The Vindication of God

How long, O Lord? Will you forget me forever?
How long will you hide your face from me?
How long must I take counsel in my soul
and have sorrow in my heart all the day?
How long shall my enemy be exalted over me?
Consider and answer me, O Lord my God;
light up my eyes, lest I sleep the sleep of death,
lest my enemy say, “I have prevailed over him,”
lest my foes rejoice because I am shaken.
Psalm 13:1-4

If vengeance belongs to the Lord, then vindication is the Aldi, off-brand version that we slip into the cart for its vengeance-adjacent flavors. Vindication sounds like this:

“How long O, Lord until I get fit, shapely, and tweezed so that my ex sees me happy and thriving?”
“How long, O Lord, until you show my project teammates that my concerns were prescient and valid?”
“How long, O Lord, until you raise me above my detractors?”
“How long, O Lord, until people see that I was right?”
Or, colloquially: “How long until my heart silently hums: ‘In your face?!’”
Succinctly: “I want to be right.” Rightness is the weird, Aldi off-brand version of real righteousness.

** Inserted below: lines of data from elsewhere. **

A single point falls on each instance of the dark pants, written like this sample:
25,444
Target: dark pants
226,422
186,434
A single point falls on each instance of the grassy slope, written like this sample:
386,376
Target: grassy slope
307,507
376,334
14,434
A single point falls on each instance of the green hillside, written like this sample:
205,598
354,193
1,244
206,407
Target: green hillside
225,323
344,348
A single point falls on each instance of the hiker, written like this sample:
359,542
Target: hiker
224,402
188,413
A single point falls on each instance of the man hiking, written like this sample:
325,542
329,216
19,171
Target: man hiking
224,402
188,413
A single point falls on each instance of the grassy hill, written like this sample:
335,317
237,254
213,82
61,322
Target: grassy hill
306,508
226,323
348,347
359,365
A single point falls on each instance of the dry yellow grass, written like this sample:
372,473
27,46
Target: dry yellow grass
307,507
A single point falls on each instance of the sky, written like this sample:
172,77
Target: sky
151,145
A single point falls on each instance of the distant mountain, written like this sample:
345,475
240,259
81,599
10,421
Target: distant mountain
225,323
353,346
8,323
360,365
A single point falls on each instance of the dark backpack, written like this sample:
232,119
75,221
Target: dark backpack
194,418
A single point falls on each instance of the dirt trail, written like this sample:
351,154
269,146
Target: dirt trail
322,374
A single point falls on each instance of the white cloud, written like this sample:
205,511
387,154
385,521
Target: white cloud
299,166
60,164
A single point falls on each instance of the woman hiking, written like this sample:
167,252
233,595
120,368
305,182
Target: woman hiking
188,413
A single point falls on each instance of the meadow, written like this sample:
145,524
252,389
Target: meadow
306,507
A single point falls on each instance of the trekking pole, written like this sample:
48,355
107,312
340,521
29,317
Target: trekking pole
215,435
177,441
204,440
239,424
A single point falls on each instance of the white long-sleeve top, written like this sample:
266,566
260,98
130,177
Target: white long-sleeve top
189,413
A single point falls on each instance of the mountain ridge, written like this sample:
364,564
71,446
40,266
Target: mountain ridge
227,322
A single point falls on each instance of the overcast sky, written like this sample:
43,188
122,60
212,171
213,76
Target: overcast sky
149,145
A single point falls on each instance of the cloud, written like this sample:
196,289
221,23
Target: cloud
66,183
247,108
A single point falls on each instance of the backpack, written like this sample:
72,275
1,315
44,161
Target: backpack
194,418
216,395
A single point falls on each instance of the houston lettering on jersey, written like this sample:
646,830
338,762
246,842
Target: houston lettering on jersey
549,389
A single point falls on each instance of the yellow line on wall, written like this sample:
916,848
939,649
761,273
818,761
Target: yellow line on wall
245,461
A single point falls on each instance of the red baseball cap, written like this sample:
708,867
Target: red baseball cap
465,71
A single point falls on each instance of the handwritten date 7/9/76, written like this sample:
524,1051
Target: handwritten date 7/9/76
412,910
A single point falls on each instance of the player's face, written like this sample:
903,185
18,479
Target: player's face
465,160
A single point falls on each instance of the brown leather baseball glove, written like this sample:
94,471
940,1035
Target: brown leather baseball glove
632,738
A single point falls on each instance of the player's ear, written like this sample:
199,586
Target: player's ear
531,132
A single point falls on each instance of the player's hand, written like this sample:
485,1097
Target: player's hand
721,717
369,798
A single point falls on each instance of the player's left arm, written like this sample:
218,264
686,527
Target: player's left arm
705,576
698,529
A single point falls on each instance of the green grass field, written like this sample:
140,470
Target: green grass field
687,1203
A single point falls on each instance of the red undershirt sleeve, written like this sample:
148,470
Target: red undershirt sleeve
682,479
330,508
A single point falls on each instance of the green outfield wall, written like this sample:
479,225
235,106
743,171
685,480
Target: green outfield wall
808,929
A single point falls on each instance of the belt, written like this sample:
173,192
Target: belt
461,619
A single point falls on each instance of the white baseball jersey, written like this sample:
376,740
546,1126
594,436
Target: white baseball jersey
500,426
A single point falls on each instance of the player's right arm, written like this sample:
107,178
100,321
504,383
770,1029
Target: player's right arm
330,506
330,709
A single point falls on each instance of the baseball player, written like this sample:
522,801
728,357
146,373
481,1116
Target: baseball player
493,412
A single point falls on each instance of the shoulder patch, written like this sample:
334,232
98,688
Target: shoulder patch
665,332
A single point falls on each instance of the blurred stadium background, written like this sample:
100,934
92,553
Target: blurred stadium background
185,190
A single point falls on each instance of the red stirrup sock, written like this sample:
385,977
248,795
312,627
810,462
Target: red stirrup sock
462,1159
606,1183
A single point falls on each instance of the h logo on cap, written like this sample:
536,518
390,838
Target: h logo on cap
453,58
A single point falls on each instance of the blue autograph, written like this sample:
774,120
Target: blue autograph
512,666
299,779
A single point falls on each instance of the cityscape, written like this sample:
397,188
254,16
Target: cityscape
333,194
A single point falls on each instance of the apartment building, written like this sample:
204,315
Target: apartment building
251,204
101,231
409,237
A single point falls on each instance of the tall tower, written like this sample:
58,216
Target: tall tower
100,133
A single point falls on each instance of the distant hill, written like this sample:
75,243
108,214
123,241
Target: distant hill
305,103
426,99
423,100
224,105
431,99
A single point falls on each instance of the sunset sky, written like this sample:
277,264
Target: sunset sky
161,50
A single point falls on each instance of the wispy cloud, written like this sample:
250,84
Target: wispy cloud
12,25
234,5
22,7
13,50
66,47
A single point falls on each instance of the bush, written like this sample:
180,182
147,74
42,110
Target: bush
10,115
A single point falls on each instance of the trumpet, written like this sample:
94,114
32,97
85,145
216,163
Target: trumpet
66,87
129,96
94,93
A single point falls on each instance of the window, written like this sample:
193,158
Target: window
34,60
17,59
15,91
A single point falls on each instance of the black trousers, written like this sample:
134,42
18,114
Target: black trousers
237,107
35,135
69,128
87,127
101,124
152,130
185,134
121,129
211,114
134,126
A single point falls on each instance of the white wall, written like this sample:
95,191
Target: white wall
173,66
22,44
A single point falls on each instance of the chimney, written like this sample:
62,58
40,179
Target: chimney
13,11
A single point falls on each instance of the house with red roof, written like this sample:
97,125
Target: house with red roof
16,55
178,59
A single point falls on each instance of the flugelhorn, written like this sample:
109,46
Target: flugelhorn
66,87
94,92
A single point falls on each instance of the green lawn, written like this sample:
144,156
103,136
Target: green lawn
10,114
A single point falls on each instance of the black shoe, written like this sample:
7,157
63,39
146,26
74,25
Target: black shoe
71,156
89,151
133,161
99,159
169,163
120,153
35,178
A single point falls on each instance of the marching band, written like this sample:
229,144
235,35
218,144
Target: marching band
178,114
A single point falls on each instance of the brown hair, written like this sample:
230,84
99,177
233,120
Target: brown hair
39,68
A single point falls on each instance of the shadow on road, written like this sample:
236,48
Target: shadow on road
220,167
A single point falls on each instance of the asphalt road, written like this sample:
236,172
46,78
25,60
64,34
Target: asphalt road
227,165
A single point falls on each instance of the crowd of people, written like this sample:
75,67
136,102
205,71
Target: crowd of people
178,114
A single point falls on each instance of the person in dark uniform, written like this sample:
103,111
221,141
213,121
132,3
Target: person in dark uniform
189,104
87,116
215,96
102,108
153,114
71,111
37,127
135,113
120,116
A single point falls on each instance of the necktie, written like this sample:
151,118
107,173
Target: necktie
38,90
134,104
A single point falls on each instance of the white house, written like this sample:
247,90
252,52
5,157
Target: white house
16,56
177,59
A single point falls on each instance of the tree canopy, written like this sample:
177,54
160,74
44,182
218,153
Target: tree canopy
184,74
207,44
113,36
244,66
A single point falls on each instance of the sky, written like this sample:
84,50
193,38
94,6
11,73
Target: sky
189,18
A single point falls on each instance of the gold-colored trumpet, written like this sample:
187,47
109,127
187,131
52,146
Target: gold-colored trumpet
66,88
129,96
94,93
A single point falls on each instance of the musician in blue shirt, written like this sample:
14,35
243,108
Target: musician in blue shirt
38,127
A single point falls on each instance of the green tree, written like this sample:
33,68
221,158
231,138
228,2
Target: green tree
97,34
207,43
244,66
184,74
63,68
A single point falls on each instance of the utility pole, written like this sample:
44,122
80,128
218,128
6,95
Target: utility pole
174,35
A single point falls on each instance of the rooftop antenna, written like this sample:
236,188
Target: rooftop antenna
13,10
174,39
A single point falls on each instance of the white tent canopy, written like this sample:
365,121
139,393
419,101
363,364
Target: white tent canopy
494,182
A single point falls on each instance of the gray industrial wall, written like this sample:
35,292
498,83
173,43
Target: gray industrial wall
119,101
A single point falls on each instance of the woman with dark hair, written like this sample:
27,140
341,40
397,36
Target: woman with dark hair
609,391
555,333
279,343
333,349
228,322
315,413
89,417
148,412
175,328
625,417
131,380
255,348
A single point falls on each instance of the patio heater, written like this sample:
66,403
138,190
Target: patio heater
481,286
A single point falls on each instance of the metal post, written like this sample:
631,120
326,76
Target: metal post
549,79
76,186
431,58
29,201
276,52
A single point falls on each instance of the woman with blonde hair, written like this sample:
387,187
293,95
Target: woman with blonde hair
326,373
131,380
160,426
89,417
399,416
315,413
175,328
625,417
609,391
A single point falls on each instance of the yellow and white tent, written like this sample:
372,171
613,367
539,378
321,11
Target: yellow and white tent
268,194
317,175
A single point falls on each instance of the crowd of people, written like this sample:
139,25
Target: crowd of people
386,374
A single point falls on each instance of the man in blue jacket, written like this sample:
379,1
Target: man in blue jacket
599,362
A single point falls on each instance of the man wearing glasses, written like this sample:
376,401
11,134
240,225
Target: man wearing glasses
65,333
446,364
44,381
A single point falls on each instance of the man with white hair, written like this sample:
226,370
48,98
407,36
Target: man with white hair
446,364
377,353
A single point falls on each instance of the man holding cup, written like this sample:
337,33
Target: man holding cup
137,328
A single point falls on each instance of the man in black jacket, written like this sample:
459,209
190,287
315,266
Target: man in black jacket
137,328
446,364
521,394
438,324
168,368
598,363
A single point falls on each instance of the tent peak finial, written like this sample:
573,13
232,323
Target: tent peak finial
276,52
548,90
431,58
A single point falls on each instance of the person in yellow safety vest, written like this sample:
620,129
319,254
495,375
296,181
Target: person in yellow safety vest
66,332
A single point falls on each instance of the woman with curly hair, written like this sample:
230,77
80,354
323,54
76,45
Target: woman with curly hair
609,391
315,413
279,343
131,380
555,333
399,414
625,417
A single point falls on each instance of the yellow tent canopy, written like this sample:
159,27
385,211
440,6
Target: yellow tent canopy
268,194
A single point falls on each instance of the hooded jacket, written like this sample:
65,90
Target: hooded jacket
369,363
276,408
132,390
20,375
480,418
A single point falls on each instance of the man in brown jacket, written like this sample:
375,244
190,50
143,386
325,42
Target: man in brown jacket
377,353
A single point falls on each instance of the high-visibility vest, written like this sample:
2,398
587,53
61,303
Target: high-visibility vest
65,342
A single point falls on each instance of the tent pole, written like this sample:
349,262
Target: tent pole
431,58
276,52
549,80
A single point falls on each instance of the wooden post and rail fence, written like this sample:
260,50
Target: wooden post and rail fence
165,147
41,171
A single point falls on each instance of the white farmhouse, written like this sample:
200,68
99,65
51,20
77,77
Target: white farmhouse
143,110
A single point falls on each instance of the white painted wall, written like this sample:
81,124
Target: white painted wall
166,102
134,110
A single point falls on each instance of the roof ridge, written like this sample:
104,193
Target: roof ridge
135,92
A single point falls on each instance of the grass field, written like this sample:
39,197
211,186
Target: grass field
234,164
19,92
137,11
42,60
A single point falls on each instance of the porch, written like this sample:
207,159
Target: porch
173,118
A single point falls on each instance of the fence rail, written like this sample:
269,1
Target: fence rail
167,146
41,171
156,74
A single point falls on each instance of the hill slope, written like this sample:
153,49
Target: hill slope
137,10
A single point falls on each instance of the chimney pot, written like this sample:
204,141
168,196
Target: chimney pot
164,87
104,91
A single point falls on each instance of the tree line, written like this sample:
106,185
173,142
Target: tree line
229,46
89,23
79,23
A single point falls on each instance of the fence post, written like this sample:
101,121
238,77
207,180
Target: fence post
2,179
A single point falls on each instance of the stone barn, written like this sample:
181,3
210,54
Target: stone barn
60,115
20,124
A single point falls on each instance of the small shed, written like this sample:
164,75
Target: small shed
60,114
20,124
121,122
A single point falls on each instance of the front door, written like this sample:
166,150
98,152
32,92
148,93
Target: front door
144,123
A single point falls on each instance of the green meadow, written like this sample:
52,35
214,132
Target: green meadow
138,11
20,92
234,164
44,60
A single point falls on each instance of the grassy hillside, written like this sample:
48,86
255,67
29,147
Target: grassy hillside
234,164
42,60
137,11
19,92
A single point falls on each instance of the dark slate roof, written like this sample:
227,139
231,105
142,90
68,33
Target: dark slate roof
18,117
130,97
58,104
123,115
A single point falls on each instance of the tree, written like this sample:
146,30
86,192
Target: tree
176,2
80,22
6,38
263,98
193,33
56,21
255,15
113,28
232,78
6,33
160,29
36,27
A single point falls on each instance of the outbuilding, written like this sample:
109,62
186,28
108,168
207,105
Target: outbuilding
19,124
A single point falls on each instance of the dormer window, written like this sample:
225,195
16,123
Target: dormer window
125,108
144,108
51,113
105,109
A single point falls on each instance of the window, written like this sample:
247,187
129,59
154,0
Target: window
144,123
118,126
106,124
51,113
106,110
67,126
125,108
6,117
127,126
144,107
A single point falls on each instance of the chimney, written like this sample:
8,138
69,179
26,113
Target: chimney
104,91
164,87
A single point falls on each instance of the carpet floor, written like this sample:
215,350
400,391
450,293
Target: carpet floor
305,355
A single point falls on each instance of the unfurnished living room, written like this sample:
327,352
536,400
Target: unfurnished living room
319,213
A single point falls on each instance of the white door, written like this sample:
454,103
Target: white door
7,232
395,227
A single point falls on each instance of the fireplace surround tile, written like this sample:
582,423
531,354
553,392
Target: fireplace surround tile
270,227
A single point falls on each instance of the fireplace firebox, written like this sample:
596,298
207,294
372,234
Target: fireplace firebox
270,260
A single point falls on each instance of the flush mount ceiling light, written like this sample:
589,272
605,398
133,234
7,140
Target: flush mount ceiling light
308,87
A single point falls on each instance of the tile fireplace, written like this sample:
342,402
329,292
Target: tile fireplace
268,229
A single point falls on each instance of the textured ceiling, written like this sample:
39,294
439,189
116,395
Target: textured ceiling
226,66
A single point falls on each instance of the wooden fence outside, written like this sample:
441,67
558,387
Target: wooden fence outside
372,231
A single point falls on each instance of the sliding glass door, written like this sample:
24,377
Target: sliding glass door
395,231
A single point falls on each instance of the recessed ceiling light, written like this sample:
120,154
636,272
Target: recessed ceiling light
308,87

I don’t know too many people who would admit that those thoughts exist. That’s why David is such a good read; he says the quiet parts out loud—even when the parts have an icky coat of pained self-absorption and convinced arrogance.

The arc of many Psalms is much like Psalm 13. David is allowed to expel the crazy emotive array of his heart, while army crawling through sawgrass to finally arrive to the heart of God. It reminds me of the bare-knuckle fighter, Melanie Shah, and her infamous post-fight interview (this is googleable). She has just suffered a bad beating and visibly taken gruesome facial damage, while speaking confidently in the microphone about her love of martial sports: “Even if I don’t look like it, I enjoyed the whole process.”

What takes a beating in Psalm 13? Our right-ness. Not our righteousness, but our off-brand version of vengeance: vindication. But let me tell you: vindication must die before you can enjoy the God of your righteousness.

Life will get you turning to the Scriptures (or anything else that promises you something). I’ve seen this hundreds of times. When the difficulties of life cannot be steered the way you want them controlled, people will, at least, consider giving Olde-Tyme religion a shot.

Perhaps, you could find sections that uphold your stance, your opinion, your position on things. Maybe the Good Book would confirm how right you are. Such is the appeal of Part A of most Davidic Psalms. You’ve found a friend who is thinking just as crazy as you are. But those Part Bs are sawgrass to rightness.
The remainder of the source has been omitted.